With the state Supreme Court striking down Wisconsin’s statewide stay-at-home order last week, opponents of the measures meant to slow the spread of COVID-19 have now set their sights on local emergency orders, including Dane County’s.
A group of Wisconsin residents filed a lawsuit Wednesday asking a federal court to invalidate local stay-at-home orders and cease their enforcement.
The lawsuit was filed in the U.S. District Court for the Eastern District of Wisconsin against Dane County, city of Madison public health director Janel Heinrich and 20 other Wisconsin officials, including Wisconsin Elections Commission members and Gov. Tony Evers.
The 17 plaintiffs who filed the suit include four Dane County residents, some business owners, and Madison Elmer, the organizer of an April rally at the state Capitol to reopen the state.
The lawsuit alleges the state and local stay-at-home orders violate the plaintiffs’ civil rights to freely assemble and to freely exercise their religion. It also claims constitutional protections against excessive government intervention through the Establishment Clause have been violated, as well as freedom of speech and right to equal protection under the law.
Two of the plaintiffs are Republicans seeking political office: Jay Schroeder, who is vying to represent the 55th state Assembly district, and Cindy Werner, who plans to challenge Democratic U.S. Rep. Gwen Moore in the 4th Congressional District, which covers Milwaukee.
They say the state’s stay-at-home order and the local orders have unlawfully prevented them from gathering the required number of signatures for ballot access.
Ryan Nilsestuen, Evers’ chief legal counsel, said in a teleconference call with reporters Thursday the state will be defending against the lawsuit and that he believes it should be dismissed.
“Local public health officers have been on the front lines in dealing with the disease and now unfortunately they’re being put at the front lines of the litigation involving these, but I’m optimistic that this lawsuit will go nowhere,” Nilsestuen said.
The lawsuit comes after Public Health Madison and Dane County announced the county’s reopening plan, which replaces the statewide plan struck down by the Wisconsin Supreme Court.
The order, called “Forward Dane,” mandates a phased-in approach to the size of public gatherings and the number of people allowed at one time into stores, restaurants and other venues — all based on the county’s ability to meet a range of criteria on testing, new cases and other health metrics.
The county is currently in the “prepare for safe reopen” phase and could move into the first phase of the four-phase plan as early as Tuesday. For that to happen, the county must be meeting specific benchmarks for nine criteria, including contacting 70% to 85% of all new cases within 48 hours of test collection and conducting 400 to 800 tests per day. As of Monday, the county was meeting that threshold, but new ratings are due Monday.
In a statement, Dane County Executive Joe Parisi highlighted the fact that COVID-19 has claimed almost 500 lives in the state and 94,000 across the country, and is the greatest threat to safety this generation has experienced.
“We will vigorously defend common sense provisions based on public health guidance to protect the well-being of the residents of Dane County,” Parisi said. “We do not want to become the next large community consumed by the ravages of this highly contagious, debilitating virus.”
Other defendants in the case include the cities of Milwaukee, Racine and Appleton; Outagamie, Winnebago, Green and Rock counties; the Grand Chute Police Department; Capitol Police; and Department of Health Services secretary-designee Andrea Palm.
The plaintiffs are represented by Joseph W. Voiland of Veterans Liberty Law, which is based in Cedarburg. Voiland served as an Ozaukee County Circuit Court judge from 2013 to 2019.

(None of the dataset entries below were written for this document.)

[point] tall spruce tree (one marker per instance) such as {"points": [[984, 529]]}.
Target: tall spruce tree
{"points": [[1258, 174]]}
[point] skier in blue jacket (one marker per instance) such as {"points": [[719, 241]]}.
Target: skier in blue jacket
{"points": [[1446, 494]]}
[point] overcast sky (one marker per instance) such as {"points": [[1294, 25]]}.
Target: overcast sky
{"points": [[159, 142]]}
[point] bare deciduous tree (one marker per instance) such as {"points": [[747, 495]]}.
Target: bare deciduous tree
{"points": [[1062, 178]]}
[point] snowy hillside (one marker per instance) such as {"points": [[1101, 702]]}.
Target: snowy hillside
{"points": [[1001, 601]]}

The four plaintiffs from Dane County are Martin Driftmier Sr., of Verona, who runs his own business; Angela Ray Haug, of Windsor, who runs a hair salon; Kelly Lynn McElwain, of Sun Prairie, who is a salon stylist; and Anna Alethia Manning, of Sun Prairie, who conducts business at a studio in Waunakee. They say the local and state orders stripped them of their rights and have damaged their businesses.
The statewide “safer at home” order was overturned on May 13 in a 4-3 vote by the Wisconsin Supreme Court.
State Attorney General Josh Kaul said after the decision that local orders were still legal if there was an ongoing public health emergency in a specific locality.
Only a handful of local “safer at home” orders remain in place, including in the cities of Racine and Milwaukee, and in Dane County.
Several municipalities repealed their orders after consulting with attorneys following the state Supreme Court decision.
The Racine Journal Times contributed to this report.